Introduction

Clinical teaching has long been recognised as central to learning in dentistry.1 Dental students, faculty and administrators all acknowledge the importance of skilled, effective clinical teachers.2 Whilst dental educators have been concerned with assessing the quality of dental courses and educational material; unlike other clinical disciplines (such as medicine and nursing) there has been little consideration about the quality and effectiveness of the clinical teachers themselves.3,4 Dental faculties, like other clinical disciplines, require reliable documentation of teaching quality of individual staff for teaching quality control and accountability.5

Evaluating the effectiveness of dental teachers has implications on many fronts: The effectiveness of clinical teaching should be considered when promoting and/or offering tenure to faculty staff.6 In addition, students and other stakeholders involved in funding or consuming clinical training require standardised methods of evaluating the quality of clinical teachers to facilitate comparison of teaching quality within and between institutions.7 Individual clinical academic staff themselves also require feedback on their clinical teaching as a measure of identifying shortcomings that can be addressed in staff development training.8 Moreover, where investment in staff development occurs there is a need to demonstrate improvements in clinical teaching and returns from such investments objectively and reliably.

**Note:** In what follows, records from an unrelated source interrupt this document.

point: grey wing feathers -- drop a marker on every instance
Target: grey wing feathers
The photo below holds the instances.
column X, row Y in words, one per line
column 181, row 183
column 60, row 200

Thus, the aim of this project was to develop and test the psychometric properties (validity and reliability) of a questionnaire to evaluate clinical dental teachers (ECDT).

Methods

Developmental process

A review of the medical and dental literature was undertaken to identify appropriate conceptual frameworks for evaluating clinical teaching. One innovative and widely used framework within medical education has been the Stanford Faculty Development Program (SFDP) based on seven domains of clinical teaching: (i) learning climate, (ii) control of sessions, (iii) communication of goals, (iv) promoting understanding and retention, (v) evaluation, (vi) feedback, (vii) promotion of self-directed learning.9 The categories are based on educational and psychological theories of learning and empirical observation of clinical teaching.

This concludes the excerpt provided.